= Legge-Bourke =

Legge-Bourke may refer to:

- Sir Henry Legge-Bourke MP (1914–1973) British Conservative politician
- Dame Shân Legge-Bourke DCVO (1943–2025), Welsh landowner and Lord Lieutenant of Powys, only child of Wilfred Bailey, 3rd Baron Glanusk
- Tiggy Legge-Bourke MVO (born 1965), former royal nanny
- Eleanor Legge-Bourke (born 1980), PR executive and TV personality, a contestant in the 2003 series of Nice People (the French version of Big Brother)

The family name originated with the adoption by Lt. Nigel Walter Henry Legge, of the Coldstream Guards (whose father, Hon.
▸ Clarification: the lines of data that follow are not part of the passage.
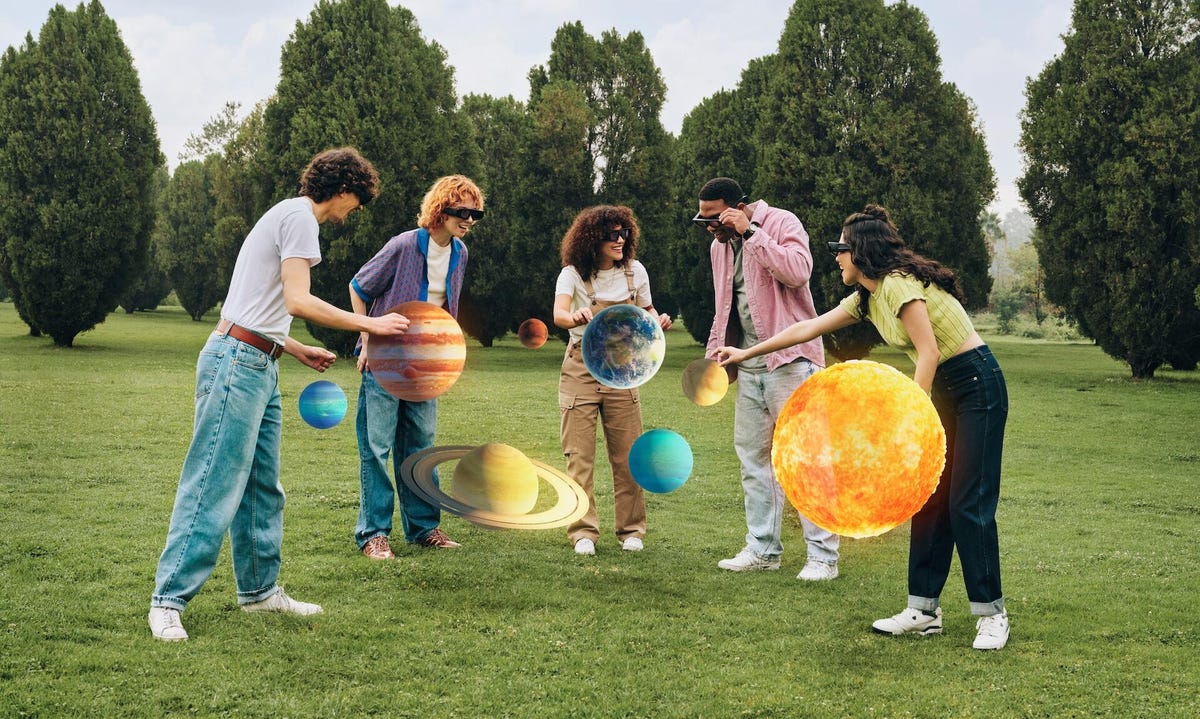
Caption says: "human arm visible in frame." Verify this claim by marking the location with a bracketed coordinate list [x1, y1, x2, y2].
[721, 209, 814, 288]
[350, 285, 370, 372]
[553, 293, 591, 329]
[283, 336, 336, 372]
[898, 299, 939, 393]
[281, 257, 409, 336]
[716, 306, 858, 366]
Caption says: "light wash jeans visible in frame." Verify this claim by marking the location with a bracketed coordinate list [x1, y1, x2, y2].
[152, 333, 285, 611]
[733, 359, 840, 563]
[355, 370, 441, 546]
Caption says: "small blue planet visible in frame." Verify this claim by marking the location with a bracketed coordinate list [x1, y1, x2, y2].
[628, 429, 693, 493]
[298, 380, 347, 429]
[580, 304, 665, 389]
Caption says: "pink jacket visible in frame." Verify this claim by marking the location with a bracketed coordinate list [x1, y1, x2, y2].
[706, 200, 825, 375]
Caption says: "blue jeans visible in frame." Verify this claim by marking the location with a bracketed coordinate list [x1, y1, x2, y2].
[152, 333, 285, 611]
[909, 346, 1008, 617]
[733, 359, 840, 563]
[355, 370, 441, 546]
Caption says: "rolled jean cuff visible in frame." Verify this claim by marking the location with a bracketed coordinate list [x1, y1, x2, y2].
[236, 583, 279, 605]
[970, 597, 1006, 617]
[908, 595, 940, 613]
[150, 597, 188, 612]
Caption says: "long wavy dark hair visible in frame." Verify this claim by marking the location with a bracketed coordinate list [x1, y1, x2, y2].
[559, 205, 640, 280]
[844, 204, 966, 316]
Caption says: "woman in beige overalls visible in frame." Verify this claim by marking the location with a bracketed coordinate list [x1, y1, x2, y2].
[552, 206, 673, 556]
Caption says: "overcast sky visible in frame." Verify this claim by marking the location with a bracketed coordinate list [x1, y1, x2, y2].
[1, 0, 1073, 217]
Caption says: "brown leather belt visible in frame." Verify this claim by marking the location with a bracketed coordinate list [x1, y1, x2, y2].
[216, 319, 284, 360]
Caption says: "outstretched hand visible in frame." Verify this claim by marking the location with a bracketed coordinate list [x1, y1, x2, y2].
[370, 311, 410, 336]
[715, 346, 747, 367]
[658, 313, 673, 330]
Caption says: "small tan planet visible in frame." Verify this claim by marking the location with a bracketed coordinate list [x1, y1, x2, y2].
[681, 358, 729, 406]
[451, 442, 539, 515]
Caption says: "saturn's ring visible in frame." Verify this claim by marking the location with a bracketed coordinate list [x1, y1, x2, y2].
[398, 445, 589, 530]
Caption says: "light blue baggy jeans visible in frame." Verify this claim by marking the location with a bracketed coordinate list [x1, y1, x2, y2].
[733, 358, 840, 563]
[152, 333, 286, 611]
[354, 369, 441, 546]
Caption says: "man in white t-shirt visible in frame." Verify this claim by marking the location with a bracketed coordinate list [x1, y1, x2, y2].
[149, 148, 409, 642]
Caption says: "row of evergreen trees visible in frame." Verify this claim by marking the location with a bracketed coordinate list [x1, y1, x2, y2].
[2, 0, 1196, 377]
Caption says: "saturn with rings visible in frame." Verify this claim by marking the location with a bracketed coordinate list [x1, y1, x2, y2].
[398, 444, 589, 530]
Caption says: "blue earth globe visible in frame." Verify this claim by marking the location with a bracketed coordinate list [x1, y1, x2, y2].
[628, 428, 693, 493]
[298, 380, 347, 429]
[580, 304, 665, 389]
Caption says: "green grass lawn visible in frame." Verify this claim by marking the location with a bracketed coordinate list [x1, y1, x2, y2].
[1, 303, 1197, 718]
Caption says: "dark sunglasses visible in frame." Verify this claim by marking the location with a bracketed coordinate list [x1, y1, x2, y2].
[691, 212, 723, 229]
[605, 228, 632, 242]
[827, 241, 852, 256]
[444, 207, 485, 221]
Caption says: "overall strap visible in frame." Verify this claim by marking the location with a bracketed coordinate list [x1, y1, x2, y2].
[623, 267, 636, 302]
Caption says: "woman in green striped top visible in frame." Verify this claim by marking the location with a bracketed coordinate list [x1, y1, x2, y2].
[716, 204, 1010, 651]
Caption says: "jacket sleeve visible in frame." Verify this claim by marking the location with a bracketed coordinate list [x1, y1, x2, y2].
[742, 214, 813, 289]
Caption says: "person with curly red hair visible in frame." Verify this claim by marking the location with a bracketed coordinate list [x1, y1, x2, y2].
[350, 175, 485, 559]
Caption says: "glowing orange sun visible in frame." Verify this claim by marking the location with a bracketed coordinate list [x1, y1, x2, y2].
[772, 360, 946, 538]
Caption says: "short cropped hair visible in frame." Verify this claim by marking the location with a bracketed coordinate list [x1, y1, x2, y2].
[417, 175, 485, 230]
[298, 147, 379, 205]
[698, 177, 746, 206]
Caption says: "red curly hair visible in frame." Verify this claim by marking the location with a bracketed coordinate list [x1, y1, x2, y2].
[417, 175, 485, 229]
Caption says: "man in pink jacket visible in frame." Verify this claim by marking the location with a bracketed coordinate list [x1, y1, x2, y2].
[697, 177, 840, 580]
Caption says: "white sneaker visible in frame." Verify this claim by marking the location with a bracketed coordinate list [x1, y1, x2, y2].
[240, 588, 323, 616]
[872, 607, 943, 636]
[574, 538, 596, 556]
[973, 612, 1009, 650]
[717, 549, 781, 572]
[797, 560, 839, 581]
[148, 607, 188, 641]
[621, 537, 644, 552]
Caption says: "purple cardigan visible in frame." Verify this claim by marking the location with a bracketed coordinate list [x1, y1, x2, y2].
[350, 228, 468, 351]
[705, 200, 825, 374]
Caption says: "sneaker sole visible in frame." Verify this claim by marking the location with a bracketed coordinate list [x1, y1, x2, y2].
[871, 625, 943, 636]
[717, 563, 781, 572]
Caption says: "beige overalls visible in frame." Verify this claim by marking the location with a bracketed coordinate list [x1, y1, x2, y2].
[558, 269, 647, 544]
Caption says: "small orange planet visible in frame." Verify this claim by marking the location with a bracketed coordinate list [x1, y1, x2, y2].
[682, 358, 729, 406]
[452, 443, 539, 514]
[772, 360, 946, 538]
[366, 301, 466, 402]
[518, 318, 548, 349]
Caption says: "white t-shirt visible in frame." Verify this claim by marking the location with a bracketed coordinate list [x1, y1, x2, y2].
[425, 237, 453, 309]
[221, 197, 321, 344]
[555, 261, 653, 342]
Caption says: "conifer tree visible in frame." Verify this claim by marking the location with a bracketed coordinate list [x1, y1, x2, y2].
[756, 0, 994, 358]
[1020, 0, 1200, 378]
[261, 0, 476, 356]
[0, 2, 160, 345]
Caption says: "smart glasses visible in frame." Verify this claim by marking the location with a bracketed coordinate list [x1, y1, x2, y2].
[827, 241, 851, 256]
[444, 207, 485, 221]
[691, 212, 723, 229]
[606, 228, 632, 242]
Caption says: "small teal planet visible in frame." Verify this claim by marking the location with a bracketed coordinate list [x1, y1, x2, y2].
[628, 429, 693, 493]
[580, 304, 665, 389]
[298, 380, 347, 429]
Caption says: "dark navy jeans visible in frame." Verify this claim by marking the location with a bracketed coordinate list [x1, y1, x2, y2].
[908, 345, 1008, 617]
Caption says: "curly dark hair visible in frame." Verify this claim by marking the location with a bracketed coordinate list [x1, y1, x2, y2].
[843, 204, 966, 316]
[559, 205, 640, 280]
[298, 147, 380, 205]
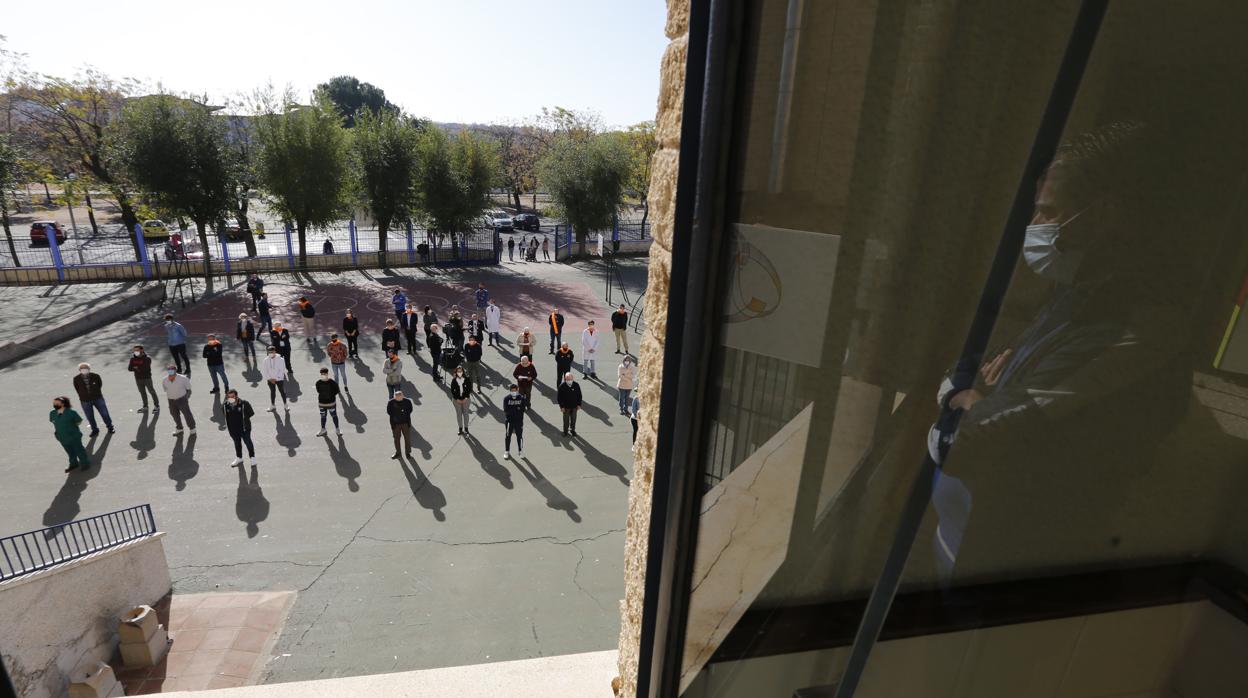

Sir Henry Charles Legge, K.C.V.O., descended from the Earls of Dartmouth), of the additional surname of 'Bourke', by Royal Licence, 26 April 1911, on succeeding to the estate of the Hon. Henry Lorton Bourke, of Hayes, Co. Meath, a descendant of the Earls of Mayo. Henry Lorton Bourke and Henry Charles Legge's wives were both daughters of Gustavus William Lambart (his eldest son was created a baronet); when Bourke and his wife died without issue, his estate was inherited by his nephew.